Overall, the target population was satisfied with GBV assistance at 81% (79% F, 86% M).
Achievement of this indicator can be attributed to psychosocial support, the RMMB approach, and the participatory nature of CBFs and CSAGs in particular.

The endline survey indicates that 75% (79% F, 70% M) demonstrated a positive attitude towards ending GBV. This too can be attributed to the RMMB approach on the one hand and on the other hand it takes time to overcome male dominance.

Overall, the project reached 3,350 people (2,252W, 987G, 47H, 62B) with GBV services, including psychosocial services, helping with dignity kits, among others. Awareness sessions reached a total of 34,350 people (19467W, 1488M), which was more than three times the target of 10,551 people.

The project generally increased women’s self-efficacy from 27% at baseline to 94% at the end of the term against a set target of 70%. It’s a great success given the COVID context.
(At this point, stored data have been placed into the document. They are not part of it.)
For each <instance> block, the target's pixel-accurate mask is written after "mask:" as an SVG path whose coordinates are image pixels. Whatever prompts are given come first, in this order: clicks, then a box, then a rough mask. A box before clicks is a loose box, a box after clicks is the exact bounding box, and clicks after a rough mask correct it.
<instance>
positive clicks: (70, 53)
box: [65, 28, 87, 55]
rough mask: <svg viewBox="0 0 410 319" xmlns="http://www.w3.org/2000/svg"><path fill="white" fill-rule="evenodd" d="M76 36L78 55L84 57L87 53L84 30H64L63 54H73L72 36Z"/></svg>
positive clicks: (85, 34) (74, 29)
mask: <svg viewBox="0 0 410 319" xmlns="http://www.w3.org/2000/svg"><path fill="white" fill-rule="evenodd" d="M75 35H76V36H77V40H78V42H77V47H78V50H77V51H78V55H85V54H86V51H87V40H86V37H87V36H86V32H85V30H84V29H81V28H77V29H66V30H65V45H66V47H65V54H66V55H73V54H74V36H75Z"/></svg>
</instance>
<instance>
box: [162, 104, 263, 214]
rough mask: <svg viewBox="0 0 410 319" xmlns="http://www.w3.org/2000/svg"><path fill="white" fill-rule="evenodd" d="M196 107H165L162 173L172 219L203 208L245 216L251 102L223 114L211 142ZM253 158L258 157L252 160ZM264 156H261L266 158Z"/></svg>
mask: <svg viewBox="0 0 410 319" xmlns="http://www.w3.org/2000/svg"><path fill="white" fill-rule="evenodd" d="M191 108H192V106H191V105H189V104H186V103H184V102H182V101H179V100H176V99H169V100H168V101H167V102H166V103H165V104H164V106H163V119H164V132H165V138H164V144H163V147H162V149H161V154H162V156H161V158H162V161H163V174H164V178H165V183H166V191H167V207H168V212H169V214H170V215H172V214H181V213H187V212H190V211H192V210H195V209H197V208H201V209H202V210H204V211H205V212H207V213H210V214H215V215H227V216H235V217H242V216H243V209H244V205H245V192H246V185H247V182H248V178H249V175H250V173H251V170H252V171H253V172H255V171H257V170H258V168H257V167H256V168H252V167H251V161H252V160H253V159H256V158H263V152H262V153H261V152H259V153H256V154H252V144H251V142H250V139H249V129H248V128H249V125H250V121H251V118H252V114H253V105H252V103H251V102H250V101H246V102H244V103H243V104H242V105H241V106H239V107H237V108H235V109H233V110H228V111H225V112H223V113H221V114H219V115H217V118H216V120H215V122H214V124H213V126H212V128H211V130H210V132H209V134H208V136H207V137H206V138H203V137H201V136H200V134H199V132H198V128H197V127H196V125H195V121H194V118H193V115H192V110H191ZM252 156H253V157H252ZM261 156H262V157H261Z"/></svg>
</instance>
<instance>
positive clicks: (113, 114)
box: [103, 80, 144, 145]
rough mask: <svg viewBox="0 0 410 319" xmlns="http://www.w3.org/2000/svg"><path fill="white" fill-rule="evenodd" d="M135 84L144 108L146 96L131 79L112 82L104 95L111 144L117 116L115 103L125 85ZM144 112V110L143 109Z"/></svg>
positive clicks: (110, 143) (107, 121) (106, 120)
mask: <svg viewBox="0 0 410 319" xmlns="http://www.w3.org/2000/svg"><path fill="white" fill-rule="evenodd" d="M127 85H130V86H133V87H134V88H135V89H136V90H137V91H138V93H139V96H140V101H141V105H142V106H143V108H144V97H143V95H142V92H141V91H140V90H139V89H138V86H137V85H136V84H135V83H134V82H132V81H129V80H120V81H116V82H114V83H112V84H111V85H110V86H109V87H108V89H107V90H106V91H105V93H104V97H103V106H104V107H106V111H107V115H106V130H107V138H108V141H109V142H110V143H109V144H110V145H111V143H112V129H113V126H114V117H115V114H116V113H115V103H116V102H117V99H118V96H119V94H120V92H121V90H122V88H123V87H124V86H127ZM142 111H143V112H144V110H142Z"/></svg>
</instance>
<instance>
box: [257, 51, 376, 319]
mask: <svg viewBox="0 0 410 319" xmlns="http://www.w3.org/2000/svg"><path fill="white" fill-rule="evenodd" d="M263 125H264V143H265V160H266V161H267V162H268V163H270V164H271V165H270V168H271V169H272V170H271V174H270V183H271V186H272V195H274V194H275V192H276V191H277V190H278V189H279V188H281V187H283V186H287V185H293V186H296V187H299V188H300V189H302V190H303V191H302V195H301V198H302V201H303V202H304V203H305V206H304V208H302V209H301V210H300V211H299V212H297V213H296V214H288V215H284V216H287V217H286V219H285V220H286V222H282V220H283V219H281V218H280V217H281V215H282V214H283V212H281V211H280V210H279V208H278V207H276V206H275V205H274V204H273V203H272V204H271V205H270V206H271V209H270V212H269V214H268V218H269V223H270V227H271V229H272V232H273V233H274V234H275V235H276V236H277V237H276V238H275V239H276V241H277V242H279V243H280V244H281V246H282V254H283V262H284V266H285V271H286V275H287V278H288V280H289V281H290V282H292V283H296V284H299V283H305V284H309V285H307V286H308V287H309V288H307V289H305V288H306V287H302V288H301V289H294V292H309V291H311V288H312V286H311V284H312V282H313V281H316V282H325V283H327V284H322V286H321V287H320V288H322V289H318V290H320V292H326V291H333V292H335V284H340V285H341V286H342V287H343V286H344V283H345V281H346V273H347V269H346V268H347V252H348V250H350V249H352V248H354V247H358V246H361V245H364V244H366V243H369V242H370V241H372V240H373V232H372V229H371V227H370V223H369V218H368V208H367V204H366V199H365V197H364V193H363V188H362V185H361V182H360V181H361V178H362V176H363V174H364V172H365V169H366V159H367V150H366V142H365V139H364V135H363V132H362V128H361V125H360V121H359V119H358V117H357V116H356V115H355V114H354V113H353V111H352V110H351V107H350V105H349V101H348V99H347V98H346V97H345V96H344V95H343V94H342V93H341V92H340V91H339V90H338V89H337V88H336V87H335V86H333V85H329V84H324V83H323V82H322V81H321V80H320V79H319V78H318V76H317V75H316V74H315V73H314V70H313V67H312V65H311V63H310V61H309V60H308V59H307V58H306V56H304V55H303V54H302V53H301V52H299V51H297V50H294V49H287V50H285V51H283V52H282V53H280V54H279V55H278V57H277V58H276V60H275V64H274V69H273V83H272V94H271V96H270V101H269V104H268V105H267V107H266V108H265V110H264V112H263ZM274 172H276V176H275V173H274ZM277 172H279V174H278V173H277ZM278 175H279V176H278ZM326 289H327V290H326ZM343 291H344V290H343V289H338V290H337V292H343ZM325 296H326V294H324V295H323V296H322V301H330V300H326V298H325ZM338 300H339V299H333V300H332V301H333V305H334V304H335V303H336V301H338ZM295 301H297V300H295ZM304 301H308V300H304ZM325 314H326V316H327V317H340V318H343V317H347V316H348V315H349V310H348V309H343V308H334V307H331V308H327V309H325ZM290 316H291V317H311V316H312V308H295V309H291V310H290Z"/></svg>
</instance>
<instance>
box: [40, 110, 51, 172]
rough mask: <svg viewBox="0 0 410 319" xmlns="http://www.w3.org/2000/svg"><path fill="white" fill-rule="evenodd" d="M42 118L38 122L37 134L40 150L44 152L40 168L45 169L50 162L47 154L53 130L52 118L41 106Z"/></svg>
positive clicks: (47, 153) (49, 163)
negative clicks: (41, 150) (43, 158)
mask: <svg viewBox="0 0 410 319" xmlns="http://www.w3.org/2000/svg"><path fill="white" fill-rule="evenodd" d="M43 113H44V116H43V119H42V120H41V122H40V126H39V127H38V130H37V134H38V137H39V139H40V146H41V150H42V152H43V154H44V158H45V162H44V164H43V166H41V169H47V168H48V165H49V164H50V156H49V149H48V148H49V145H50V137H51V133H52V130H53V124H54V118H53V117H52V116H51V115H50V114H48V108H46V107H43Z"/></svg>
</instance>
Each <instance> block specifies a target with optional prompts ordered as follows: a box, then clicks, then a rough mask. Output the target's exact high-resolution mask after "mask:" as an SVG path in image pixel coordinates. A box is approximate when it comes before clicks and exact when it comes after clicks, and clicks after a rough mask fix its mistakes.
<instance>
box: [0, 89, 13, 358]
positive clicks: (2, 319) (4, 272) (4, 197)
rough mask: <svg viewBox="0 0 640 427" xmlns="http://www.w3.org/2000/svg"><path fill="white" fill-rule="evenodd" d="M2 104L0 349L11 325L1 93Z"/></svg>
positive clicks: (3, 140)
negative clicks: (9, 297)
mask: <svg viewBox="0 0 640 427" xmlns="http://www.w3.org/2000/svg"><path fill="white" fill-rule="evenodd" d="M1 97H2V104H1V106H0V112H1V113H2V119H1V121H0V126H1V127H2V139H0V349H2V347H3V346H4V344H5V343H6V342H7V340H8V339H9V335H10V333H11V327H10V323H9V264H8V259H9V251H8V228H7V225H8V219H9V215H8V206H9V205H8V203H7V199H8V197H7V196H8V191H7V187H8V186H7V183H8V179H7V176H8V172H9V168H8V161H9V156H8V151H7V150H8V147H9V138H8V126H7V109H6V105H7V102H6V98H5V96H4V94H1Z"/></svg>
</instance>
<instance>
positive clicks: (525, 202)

Men’s support for women’s empowerment is evident in the project (evidenced by an overall achievement of 56% against a benchmark of 45%) and this has been essential to all aspects of the project. Fostered by the RMMB approach and the inclusion of men in women’s committees has been essential to the success of the project. The different ways in which women’s empowerment include; women saying it has improved their savings in terms of income-generating activities and skills acquired. However, it takes time to overcome patriarchy, so the number of women in leadership spaces is still low at 32% compared to men at 43%.

Overall, beneficiaries reported being satisfied with SRMH services at an average of 78% (82% F, 72% M) compared to a satisfaction level of 64% at baseline. This level of satisfaction is related to the support provided directly to government health facilities, including the ambulance, support for health human resources, maternal health support equipment in maternity wards, construction of housing for the health unit staff, among others, which increased the morale/motivation of health workers on the one hand and the availability of actual services on the other. It is evident that the project’s focus on sexual and reproductive health has contributed to increased deliveries in health facilities, attendance at antenatal care and vaccination of children, among other achievements. However, the health units would benefit from more modern equipment in all aspects of the health centers.

In conclusion, therefore, overall, the beneficiaries declared themselves satisfied with the “Lifesaving GBV, Women’s Leadership, and SRMH Support for Refugees in Uganda, Rhino and Imvepi shelters” project with a rating of 77% (73% F, 80% M) as evidenced by the results obtained compared to the initial situation as mentioned in this report.